Mannkind Inc. late Thursday reported a smaller-than-expected fourth quarter loss, but said it would lay off 41 percent of its employees as it focuses on obtaining regulatory approval for its inhaled diabetes drug Afrezza.
The U.S. Food and Drug Administration last month told the Valencia biotech that it wouldn’t approve Afrezza until the company conducted additional human studies. Those studies could delay the drug hitting the market by two years.
Roughly 180 people may be affected by the layoffs. The company most recently said it had more than 400 employees in Valencia and other sites.

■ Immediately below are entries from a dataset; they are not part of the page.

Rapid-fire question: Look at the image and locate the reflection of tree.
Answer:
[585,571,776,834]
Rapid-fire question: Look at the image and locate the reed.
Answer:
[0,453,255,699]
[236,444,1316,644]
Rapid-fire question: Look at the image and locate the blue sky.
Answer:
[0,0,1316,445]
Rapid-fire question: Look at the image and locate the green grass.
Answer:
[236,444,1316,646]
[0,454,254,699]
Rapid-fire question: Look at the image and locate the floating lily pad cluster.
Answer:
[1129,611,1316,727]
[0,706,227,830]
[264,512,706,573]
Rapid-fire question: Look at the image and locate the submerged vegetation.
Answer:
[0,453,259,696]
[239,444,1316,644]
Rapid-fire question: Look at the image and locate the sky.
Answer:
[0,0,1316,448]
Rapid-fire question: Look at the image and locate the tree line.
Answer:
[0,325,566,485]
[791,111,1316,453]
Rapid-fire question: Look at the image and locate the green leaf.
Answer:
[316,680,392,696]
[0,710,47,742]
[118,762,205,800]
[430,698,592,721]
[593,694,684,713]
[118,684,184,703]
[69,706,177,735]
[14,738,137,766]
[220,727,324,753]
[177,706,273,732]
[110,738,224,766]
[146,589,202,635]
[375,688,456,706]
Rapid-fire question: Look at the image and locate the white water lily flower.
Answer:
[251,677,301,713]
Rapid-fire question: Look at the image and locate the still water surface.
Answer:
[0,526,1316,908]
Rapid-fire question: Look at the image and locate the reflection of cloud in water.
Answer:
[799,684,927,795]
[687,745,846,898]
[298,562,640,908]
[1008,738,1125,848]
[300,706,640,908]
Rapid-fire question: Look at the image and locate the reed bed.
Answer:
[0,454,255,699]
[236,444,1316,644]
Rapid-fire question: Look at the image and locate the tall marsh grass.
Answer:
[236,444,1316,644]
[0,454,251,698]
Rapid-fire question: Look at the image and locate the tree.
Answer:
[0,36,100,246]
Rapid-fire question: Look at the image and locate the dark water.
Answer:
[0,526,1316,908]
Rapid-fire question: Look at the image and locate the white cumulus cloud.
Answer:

“We are restructuring our organization to be focused on securing the approval of Afrezza,” said founder and Chief Executive Alfred Mann in a statement.
MannKind had about three fiscal quarters worth of cash at the end of last year, and executives have been considering a variety of actions to stretch funds and raise money to get over the regulatory hump. The studies will largely compare an inhaler device the company first submitted for approval with a newer, smaller version submitted last summer.
After markets closed on Thursday, Mannkind reported a net loss of $38.3 million (-33 cent per share) and no revenue. Analysts had expected a 40-cent loss. A year earlier, the company reported a $59.5 million (53 cents) loss.
Shares earlier closed down 8 cents, or 1.6 percent, to $5.06 on the Nasdaq.